50by50
Day 3 / 132 ·

Day 3 in retrospect: the day the calculators actually compute

Wrote the handoff, handed the keyboard over, came back to two working engines and 3,500 words of supporting prose. The day the spoke pattern became real.

A note on this post before we start: Day 3 was a deliberate agent-execution day. I wrote a long handoff at noon — the most concrete brief I’ve prepared in this sprint — and then handed the keyboard to the coding agent. The recap below is the honest account of what shipped, in the order it shipped, with git timestamps as the only timeline I’m willing to invent dates from.

Day 1 was me writing all morning, the agent writing all afternoon, and a launch by midnight. Day 2 was a parallel-pair scaffold day with five working hours and a rebuild. Day 3 is the third pattern: a handoff day, where my work is the brief and the work-product is what the agent ships from it.

If that sounds like delegation theater, fair. I want to argue against that reading in the next 1,500 words. The argument is going to be: the quality of an agent-execution day is the quality of the handoff, and the quality of the handoff is itself work — work that nobody can do for you, and work that compounds the brief you’ll write tomorrow and the day after.
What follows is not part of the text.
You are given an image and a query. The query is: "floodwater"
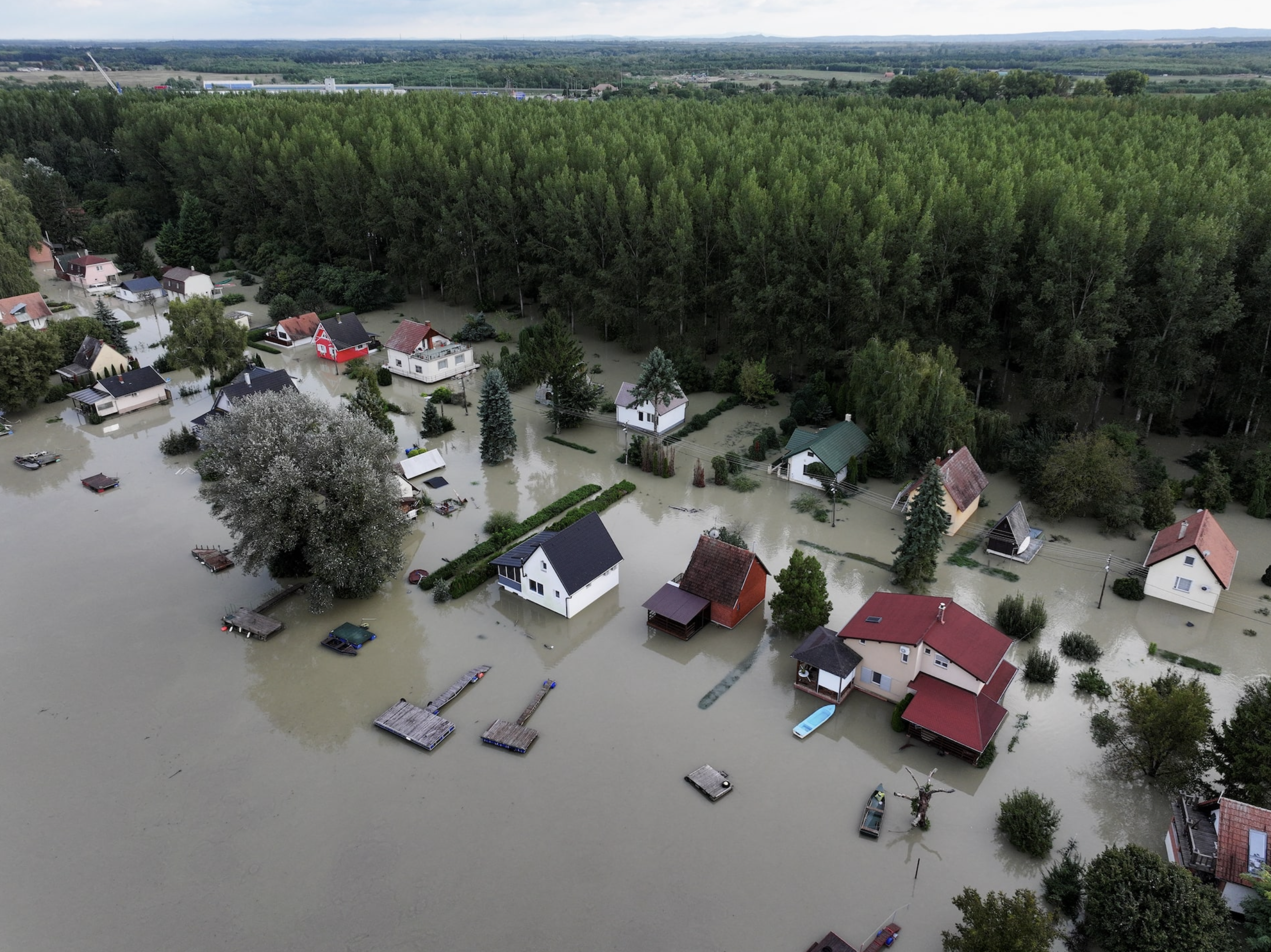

~12:00 PM — The handoff goes in

The handoff I wrote at noon ran longer than I expected: standing rules, coding standards inlined from Pinecone (eleven records, verbatim), the Tier 1 / Tier 2 / Tier 3 priority list with explicit “Friday-launch-blocking” tagging on the two big engines, the decisions already made that I didn’t want the agent to relitigate, repo-specific quirks (Vite version pin, prettier ignore, eslint import-order strictness, the subpath-export pattern), and two questions I needed from me-the-user later in the day (GA4 measurement IDs, Search Console verification path).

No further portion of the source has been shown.